Burrows-Wheeler Alignment (BWA) Tool on Biowulf

Quick Links

BWA is a fast light-weighted tool that aligns short sequences to a sequence database, such as the human reference genome. By default, BWA finds an alignment within edit distance 2 to the query sequence, except for disallowing gaps close to the end of the query. It can also be tuned to find a fraction of longer gaps at the cost of speed and of more false alignments.

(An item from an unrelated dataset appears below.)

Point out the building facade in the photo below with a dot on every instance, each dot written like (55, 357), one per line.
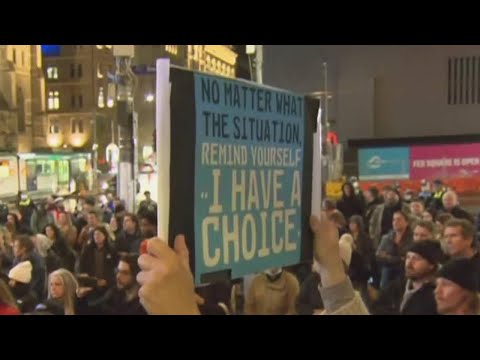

BWA excels in its speed. Mapping 2 million high-quality 35bp short reads against the human genome can be done in 20 minutes. Usually the speed is gained at the cost of huge memory, disallowing gaps and/or the hard limits on the maximum read length and the maximum mismatches. BWA does not. It is still relatively light-weighted (2.3GB memory for human alignment), performs gapped alignment, and does not set a hard limit on read length or maximum mismatches.

Given a database file in FASTA format, BWA first builds BWT index with the 'index' command. The alignments in suffix array (SA) coordinates are then generated with the 'aln' command. The resulting file contains ALL the alignments found by BWA. The 'samse/sampe' command converts SA coordinates to chromosomal coordinates. For single-end reads, most of computing time is spent on finding the SA coordinates (the aln command). For paired-end reads, half of computing time may be spent on pairing (the sampe command) given 32bp reads. Using longer reads would reduce the fraction of time spent on pairing because each end in a pair would be mapped to fewer places.

References:

Documentation

bwa Main Site
Type bwa at the prompt
Type bwa command at the prompt, e.g. bwa index

Important Notes

Module Name: bwa (see the modules page for more information)
Multithreaded
Example files in /fdb/app_testdata/fastq/
Reference data in:
- /fdb/bwa/
- /fdb/igenomes/organism/source/build/Sequence/BWAIndex/, where
  - organism is the specific organism of interest (Gallus_gallus, Rattus_norvegicus, etc.)
  - source is the source for the sequence (NCBI, Ensembl, UCSC)
  - build is the specific genome draft of interest (hg19, build37.2, GRCh37)

Interactive job

Interactive jobs should be used for debugging, graphics, or applications that cannot be run as batch jobs.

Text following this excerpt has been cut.